I searched in vain for the lightness in Depths. It is one of the bleakest novels I have ever read. From the very beginning, depicting a desperate escape from an asylum, it is clear the novel will not be happy. As the title strongly hints, there is only a relentless descent into the darkest depths of existence.
It is 1914, and while the rest of the world is plunged into war, Sweden sits nervously in neutrality. In the surrounding sea, Russian and German battleships are at war. Naval officer Lars Tobiasson-Svartmann is sent on a secret mission to chart the depths of the channels around the Stockholm archipelago to help the country prepare its naval strategy. Against all odds, in something cut from a folktale or dark little legend from the pages of a Saga, he encounters a woman who lives alone on one of the tiny skerries, her husband having been lost at the fishing. Despite the fact that he is married to Kristina back home in Stockholm, he becomes obsessed with this woman of the rocks and sea. The obsession will lead to murder and madness.

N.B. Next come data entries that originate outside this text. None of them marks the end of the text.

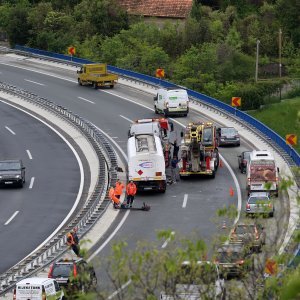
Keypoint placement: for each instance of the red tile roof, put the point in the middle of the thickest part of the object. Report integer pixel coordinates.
(158, 8)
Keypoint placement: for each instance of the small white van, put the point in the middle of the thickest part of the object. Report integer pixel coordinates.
(171, 101)
(38, 288)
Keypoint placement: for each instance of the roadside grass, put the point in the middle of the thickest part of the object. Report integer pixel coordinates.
(284, 117)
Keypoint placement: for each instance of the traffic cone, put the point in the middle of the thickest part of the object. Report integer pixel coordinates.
(231, 192)
(224, 225)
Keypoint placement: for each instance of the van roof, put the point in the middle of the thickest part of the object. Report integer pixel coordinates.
(34, 280)
(262, 154)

Often, it feels like this novel could have been written in a different century. With apologies for mentioning him on this blog again it has something of Knut Hamsun about it. Maybe even a darker, more psychotic A Hero of Our Time or Raskolnikov, even. In typically rambling Shade Point style, I think what I'm trying to say is that Tobiasson-Svartmann seems like one of these contradictory, troubled young men of that era who make inexplicable decisions based on inexplicable passions, leaving the reader's jaw on the floor as tragedy unfolds. As other reviewers have noted, there is a touch of Tom Ripley to him too, largely because of the stunning canopy of lies Tobiasson-Svartmann constructs to hide his deeds. But he's in worse shape than Ripley, this Swedish naval man, much worse - and that's saying something. He seems to belong to an older, darker order. There is a sort of complete unravelling of his character as the novel proceeds, and from a fairly odd, if relatively likeable early impression, he is attacking someone with a hammer, killing a cat, descending and descending into the abyss. At times it is so horrible, it's a struggle to read on.

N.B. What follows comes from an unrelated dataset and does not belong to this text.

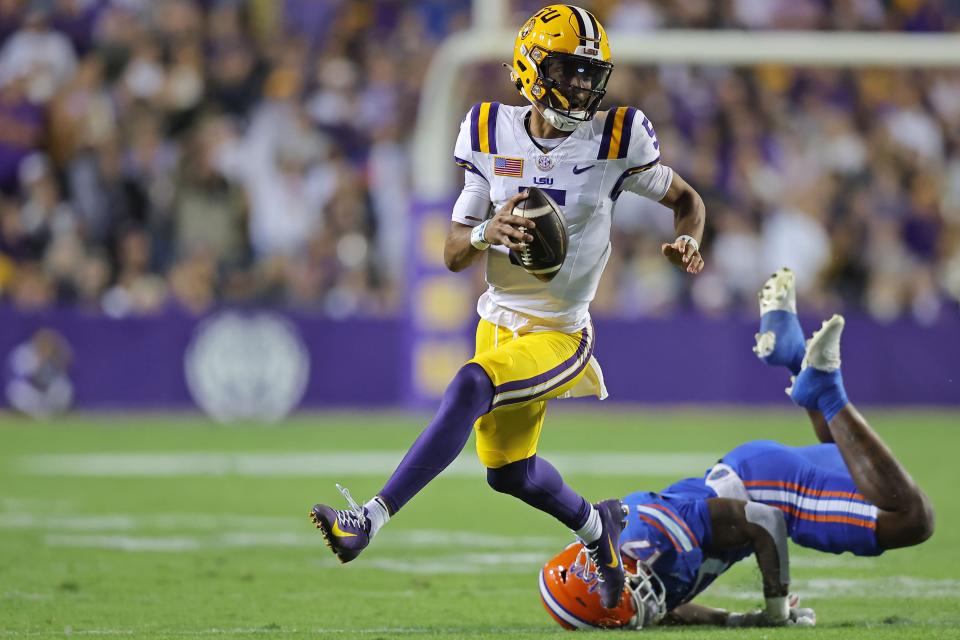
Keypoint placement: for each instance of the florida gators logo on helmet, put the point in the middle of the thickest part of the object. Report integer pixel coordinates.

A reason to read on is the marvellous depiction of this jagged world of tiny islands and frozen seas. There is something at once utterly beautiful and haunting about this setting, the loneliness and darkness of it, the isolation. It lifts to life from the page, and the ice feels real, the movement of the sea feels real, the taste of salt from the sea, the biting of the wind, feel real. It is a masterly achievement. The Great War setting is probably in my thinking here, but it has echoes of that superb espionage novel, The Riddle of The Sands - with the same evocation of charts, channels and the tar, ropes and creaking timber of turn of the century seafaring. Of course, that comparison ends there. Depths has only the skin of a wartime espionage novel like The Riddle of the Sands. It is really about the darkness at the heart of human thought and deed, and the guns of the war only boom away on the horizon, in a different world. 'What war?' asks Sara Fredrika, the woman of the rocks and sea.

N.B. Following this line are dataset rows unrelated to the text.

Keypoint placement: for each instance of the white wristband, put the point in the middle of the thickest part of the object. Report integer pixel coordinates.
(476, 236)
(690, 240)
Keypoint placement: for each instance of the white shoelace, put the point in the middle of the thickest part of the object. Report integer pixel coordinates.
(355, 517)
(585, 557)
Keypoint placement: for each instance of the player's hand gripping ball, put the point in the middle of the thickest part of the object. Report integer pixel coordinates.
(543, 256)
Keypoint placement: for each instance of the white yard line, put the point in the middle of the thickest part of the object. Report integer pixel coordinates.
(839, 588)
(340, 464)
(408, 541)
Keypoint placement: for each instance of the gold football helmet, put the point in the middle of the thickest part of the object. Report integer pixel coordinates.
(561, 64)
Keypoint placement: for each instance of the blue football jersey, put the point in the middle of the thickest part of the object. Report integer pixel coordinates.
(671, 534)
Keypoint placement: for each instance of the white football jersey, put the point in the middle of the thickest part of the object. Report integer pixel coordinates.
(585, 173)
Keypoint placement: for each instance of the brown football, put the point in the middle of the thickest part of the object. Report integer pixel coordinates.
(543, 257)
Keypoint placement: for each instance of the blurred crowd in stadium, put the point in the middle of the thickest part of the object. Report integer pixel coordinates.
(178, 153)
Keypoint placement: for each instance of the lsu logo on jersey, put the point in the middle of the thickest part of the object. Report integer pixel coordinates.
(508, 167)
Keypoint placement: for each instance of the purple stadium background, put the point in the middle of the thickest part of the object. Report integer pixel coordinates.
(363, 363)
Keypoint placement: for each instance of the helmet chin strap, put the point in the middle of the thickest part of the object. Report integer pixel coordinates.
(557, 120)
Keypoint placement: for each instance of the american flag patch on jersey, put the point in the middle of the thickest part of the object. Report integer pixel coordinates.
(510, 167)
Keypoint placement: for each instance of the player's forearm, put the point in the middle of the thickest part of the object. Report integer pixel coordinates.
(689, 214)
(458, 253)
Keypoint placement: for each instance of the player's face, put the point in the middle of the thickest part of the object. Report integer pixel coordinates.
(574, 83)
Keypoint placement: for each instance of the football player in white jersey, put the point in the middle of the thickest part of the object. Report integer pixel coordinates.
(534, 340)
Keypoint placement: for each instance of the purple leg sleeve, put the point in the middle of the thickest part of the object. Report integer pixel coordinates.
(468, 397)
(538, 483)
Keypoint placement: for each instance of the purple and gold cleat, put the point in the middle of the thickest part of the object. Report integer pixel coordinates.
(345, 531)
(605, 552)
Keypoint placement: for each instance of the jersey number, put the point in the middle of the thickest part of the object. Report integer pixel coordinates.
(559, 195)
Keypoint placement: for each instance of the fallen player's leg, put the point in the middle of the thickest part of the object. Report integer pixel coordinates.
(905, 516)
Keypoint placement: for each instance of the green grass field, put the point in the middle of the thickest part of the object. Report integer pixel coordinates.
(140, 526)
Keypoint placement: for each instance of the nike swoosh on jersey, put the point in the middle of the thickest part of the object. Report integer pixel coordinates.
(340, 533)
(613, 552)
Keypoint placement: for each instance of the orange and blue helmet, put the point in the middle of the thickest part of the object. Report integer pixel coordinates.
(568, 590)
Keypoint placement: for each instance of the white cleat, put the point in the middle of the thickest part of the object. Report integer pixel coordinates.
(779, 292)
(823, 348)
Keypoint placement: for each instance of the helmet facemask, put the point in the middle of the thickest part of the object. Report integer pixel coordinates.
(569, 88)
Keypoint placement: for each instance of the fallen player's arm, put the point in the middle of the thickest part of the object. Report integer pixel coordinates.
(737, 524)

Mankell says of this novel that it "takes place in a borderland between reality and my own invention." He is referring to factual details in the novel, and how they are altered to suit the story. But I think he is being more playful than this, and is in some way referring to the whole novel, and not just whether this or that ship is fictitious. There is something unreal about this tale, about Sara Fredrika and her life on the island - a skerry, no more than a rock - or Svartmann's wife Kristina, and her ranks of china figurines. They do not seem like real people, more that they are sort of hyper-imagined, as if there is such a term. Svartmann's descent seems almost incredible, stylised in some way. There is, I think, in the end a quality of nightmare about the whole thing. It seems to lull the reader into literal interpretations, only to dash them aground like a doomed ship. Towards the end, as rumours of his existence spread, folk from surrounding islands say they have heard Svartmann walks on all fours, as if a devil has been born.
In many respects, this intense and compelling novel needs to be read in this way, because reading it as realism would be an impossible, grimmer experience. Characters would make even less sense, their depiction and their roles. Actions would seem more inexplicable. The setting would not seem practical, the movements across it unlikely. But maybe I've got that wrong. Only Mankell would really know if this is a brutal telling of brutal attitudes and deeds, or an extended metaphor on the great distances human intention can travel, from the dread to the good, in a single second, and how easily they can be blown from one course to another.